The World Boxing Association threw the book at former interim heavyweight world champion Luis Ortiz "King Kong" Ortiz.

Ortiz (27-0, 23 KO’s), the mandatory challenger for Anthony Joshua’s WBA title belt, had his status revoked, and was suspended on Thursday for one year by the sanctioning body.

“Ortiz’ status and recognition as mandatory contender is revoked. Ortiz is removed from the WBA ratings and suspended from participation in any WBA sanctioned bouts for one year [until Sept. 22, 2018,” according to a copy of the resolution obtained by ESPN.com. “After March 22, 2018, Ortiz may request his suspension be lifted, which may only be granted in the sole discretion of the WBA.”

The ruling does not prevent Ortiz from fighting altogether, only for WBA-sanctioned bouts.

The Cuban defector based in Miami was slated to challenge WBC heavyweight world titleholder Deontay Wilder on Nov. 4 at Barclays Center in Brooklyn, New York, in a Showtime-televised main event, but failed his second drug test in three years.

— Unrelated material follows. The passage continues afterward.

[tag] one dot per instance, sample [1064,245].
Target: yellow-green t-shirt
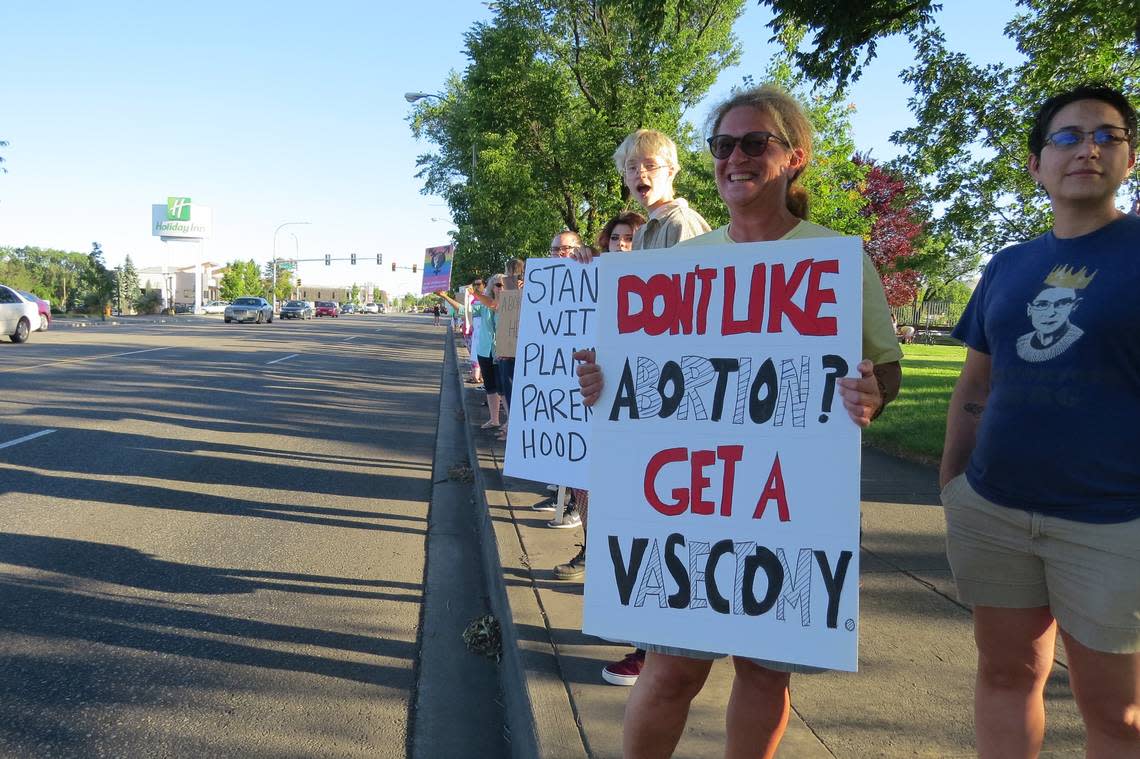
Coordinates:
[880,344]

A Sept. 22 urine test conducted by the Voluntary Anti-Doping Association (VADA) came back positive for two banned diuretics, chlorothiazide and hydrochlorothiazide, which are used to treat high blood pressure but can be used to mask PED use, as both are designed to eliminate fluids and waste at a faster rate.

Following an investigation, the WBC announced in early October that Ortiz had been removed from the card, and Bermane Stiverne (25-2-1, 21 KO’s), 38, a Haiti native fighting out of Las Vegas, who lost to Wilder on points for the WBC title in 2015, was moved into the main event for a mandatory rematch.

Ortiz’s camp claimed that Ortiz took the medication to regulate his blood pressure, but he never disclosed that on his VADA paperwork where it asked specifically for a list of substances he was currently using. Furthermore, he never requested for a therapeutic use exemption.

“Despite multiple opportunities to do so, Mr. Ortiz never declared that he was using a banned substance, nor sought a TUE prior to the test,” the WBA wrote in its resolution per ESPN.com. “For the suspension to be lifted, Ortiz must continue to fully participate in the VADA Clean Boxing Program at his expense, shall not otherwise test positive for any prohibited substance or refuse to be randomly tested, and must undergo an independent medical evaluation to determine whether he is medically fit to fight.”

Ortiz also tested positive for the banned anabolic steroid nandrolone following a first-round knockout of Lateef Kayode in 2014 to win the interim belt. Former heavyweight world champion Tyson Fury is currently suspended by the British Boxing Board of Control for allegedly using the same drug.

Ortiz was stripped of the title, fined $8,000, and suspended eight months by the Nevada State Athletic Commission. The result of the fight was also changed to a no contest, and Ortiz was asked to perform 15 hours of community service.